Another example would be professional basketball. If you look at the best professional basketball players, a high percentage never went to university for more than one year. From this information, you (or your teen son) may infer the best path to the NBA is going to university for one year or less. The reality is that there are millions (if not billions) of people who went to university for less than a year and never played in the NBA (or even the G League). The LeBron Jameses and DeAndre Aytons are likely in the NBA despite playing less than a year in college due to their great skill, not because they did not go to university for more than a year.
As an investor, survivorship bias is the tendency to view the fund performance of existing funds in the market as a representative comprehensive sample. Survivorship bias can result in the overestimation of historical performance and general attributes of a fund.
In the business world, you may go to a Crossfit gym that is packed with the owner making a great living. You decide to leave your day job and replicate his success. What you did not see is the hundreds of Crossfit gyms that are not profitable and have closed.
The problem exists in gaming
You often see survivorship bias in the gaming and gambling space. People will look at a successful product and select a couple of features or mechanics they believe have driven the success. They then try to replicate it and fail miserably, only to then wonder why the strategy did not work for them. What they fail to analyze is the many failed games (for every success there are at least 8-10 failures) because they do not even know they exist. The failed games may have had more of the feature you are replicating. Getting a star like Kim Kardashian is a great idea if you only look at Kim Kardashian: Hollywood, but if you look at the hundreds of other IPs that have failed your course of action might be very different.
Survivorship bias can also lend its ugly head when building a VIP program. You talk to your VIPs and analyze their behavior, thus building a program that reinforces what they like about the game.
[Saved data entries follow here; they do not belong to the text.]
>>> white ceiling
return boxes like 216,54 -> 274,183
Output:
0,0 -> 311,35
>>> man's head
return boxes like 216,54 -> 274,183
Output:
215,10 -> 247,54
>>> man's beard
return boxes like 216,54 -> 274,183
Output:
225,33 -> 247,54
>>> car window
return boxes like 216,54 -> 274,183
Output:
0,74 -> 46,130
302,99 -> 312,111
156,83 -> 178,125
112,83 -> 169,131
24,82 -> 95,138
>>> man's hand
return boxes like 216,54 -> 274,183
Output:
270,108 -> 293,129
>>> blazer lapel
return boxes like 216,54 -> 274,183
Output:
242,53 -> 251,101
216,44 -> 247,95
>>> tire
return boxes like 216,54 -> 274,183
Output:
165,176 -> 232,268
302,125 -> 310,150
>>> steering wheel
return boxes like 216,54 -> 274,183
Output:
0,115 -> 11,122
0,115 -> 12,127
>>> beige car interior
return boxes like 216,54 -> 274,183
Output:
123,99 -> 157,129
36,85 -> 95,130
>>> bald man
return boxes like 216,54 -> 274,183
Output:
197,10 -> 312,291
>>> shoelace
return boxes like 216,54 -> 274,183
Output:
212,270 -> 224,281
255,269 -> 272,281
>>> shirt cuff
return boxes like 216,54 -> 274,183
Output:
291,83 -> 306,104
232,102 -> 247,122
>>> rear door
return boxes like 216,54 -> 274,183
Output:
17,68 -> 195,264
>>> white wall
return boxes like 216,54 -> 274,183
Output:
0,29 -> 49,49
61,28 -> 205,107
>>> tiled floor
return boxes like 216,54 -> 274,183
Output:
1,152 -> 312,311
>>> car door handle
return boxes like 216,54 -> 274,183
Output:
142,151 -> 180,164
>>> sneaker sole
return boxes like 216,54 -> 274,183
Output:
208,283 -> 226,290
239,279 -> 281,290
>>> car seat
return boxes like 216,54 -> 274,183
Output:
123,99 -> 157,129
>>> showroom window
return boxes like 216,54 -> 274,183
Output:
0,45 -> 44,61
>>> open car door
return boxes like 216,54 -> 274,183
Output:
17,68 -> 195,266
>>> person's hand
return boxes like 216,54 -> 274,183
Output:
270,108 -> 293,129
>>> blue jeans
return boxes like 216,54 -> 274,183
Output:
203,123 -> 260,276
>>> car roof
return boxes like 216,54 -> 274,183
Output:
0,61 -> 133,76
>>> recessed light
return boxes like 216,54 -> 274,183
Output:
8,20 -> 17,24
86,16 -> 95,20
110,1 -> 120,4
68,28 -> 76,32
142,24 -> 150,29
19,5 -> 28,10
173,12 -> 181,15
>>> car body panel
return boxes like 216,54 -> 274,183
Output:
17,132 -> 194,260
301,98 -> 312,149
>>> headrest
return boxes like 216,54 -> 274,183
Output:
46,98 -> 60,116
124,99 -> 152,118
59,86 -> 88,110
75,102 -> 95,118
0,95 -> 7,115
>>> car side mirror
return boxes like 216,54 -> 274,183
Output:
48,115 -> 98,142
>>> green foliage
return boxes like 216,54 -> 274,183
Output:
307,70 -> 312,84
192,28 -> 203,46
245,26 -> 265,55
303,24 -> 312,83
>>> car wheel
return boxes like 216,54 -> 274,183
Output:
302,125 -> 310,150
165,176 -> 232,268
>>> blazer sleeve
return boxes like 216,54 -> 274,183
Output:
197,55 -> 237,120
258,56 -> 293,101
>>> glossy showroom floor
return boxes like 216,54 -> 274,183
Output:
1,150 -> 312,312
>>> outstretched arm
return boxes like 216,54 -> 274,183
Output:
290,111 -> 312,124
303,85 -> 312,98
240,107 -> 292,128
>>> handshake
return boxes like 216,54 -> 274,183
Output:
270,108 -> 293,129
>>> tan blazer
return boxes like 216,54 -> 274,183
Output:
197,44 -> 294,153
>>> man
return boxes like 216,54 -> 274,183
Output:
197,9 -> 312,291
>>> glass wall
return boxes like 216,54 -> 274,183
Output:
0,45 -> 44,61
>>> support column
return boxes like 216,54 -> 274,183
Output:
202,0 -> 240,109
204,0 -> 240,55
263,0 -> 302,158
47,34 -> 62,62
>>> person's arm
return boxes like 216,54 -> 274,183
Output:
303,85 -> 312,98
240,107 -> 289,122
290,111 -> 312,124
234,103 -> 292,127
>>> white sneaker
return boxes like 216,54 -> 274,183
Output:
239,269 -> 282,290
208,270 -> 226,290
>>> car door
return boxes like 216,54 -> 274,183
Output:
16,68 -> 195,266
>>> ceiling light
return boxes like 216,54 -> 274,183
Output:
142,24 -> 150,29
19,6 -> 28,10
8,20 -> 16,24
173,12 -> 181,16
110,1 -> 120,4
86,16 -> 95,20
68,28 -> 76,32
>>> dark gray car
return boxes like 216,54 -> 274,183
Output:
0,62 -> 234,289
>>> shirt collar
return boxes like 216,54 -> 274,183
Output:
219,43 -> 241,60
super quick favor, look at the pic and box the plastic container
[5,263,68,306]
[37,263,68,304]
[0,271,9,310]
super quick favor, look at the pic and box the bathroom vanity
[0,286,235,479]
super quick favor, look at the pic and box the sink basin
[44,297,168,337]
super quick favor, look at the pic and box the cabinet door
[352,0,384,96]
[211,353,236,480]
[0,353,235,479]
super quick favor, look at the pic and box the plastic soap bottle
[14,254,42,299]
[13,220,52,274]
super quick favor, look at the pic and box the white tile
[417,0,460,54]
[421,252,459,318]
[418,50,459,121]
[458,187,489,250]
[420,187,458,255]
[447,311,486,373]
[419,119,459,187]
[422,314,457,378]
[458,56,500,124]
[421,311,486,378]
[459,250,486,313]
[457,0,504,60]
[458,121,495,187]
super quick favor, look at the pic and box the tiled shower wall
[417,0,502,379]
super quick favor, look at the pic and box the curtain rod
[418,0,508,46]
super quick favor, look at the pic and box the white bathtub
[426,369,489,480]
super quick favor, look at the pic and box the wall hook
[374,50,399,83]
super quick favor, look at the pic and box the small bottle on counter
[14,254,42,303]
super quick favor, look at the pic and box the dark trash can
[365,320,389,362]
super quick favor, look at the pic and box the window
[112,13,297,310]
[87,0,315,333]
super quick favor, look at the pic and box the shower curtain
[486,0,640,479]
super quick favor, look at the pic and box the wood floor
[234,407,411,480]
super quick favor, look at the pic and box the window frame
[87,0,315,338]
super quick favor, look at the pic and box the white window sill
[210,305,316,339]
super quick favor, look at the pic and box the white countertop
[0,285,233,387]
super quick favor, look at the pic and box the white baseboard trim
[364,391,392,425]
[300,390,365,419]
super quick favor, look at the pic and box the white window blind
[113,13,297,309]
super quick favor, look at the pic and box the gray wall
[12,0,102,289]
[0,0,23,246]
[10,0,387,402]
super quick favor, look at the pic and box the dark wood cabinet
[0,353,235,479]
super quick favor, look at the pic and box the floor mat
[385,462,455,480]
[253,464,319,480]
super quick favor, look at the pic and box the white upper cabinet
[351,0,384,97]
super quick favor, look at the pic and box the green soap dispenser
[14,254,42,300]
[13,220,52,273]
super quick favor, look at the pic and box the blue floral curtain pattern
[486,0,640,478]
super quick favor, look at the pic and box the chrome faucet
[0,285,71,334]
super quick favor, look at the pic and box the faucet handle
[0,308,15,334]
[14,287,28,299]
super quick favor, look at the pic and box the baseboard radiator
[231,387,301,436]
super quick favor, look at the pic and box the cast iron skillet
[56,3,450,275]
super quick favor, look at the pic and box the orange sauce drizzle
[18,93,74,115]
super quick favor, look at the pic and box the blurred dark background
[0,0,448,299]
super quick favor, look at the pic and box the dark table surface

What you neglect, however, is that other non-existent features might have created even more VIPs.
In the gambling space, you may look at a new blackjack variant that is doing great and build a strategy around creating new variants of classic games. What you did not see is all the games based on new variants that have failed.
Avoiding survivorship bias
Looking simply at successes, or even failures, leads to bad decision making. When looking at examples in your industry or other industries, you need to seek out both the successes and failures. With the failures, you need to make sure they are the failures (not the airplanes that returned shot up but the ones that were destroyed). You also should not use others successes or failures as a short cut to robust strategy decisions. You need to analyze the market, understand your strengths-weaknesses-opportunities-threats (SWOT) and do a blue ocean analysis. Only then will you build a strategy that optimizes your likelihood for success.
Key takeaways
- In WW2, by analyzing surviving aircraft the US navy almost made a critical mistake in adding armor to future airplanes. The planes that returned were actually survivors, while it was the planes that were destroyed that showed where on the plane was the greatest need for new armor. This phenomenon is called survivorship bias.
- This bias extends into the gaming and gambling space, as companies analyze what has worked in successful games but do not know if it also failed (perhaps to a greater degree) in products that no longer exist.
- Rather than just looking at survivors or winners to drive your strategy, you should do a full SWOT and Blue Ocean analysis, that is the strongest long-term recipe to optimize your odds of success.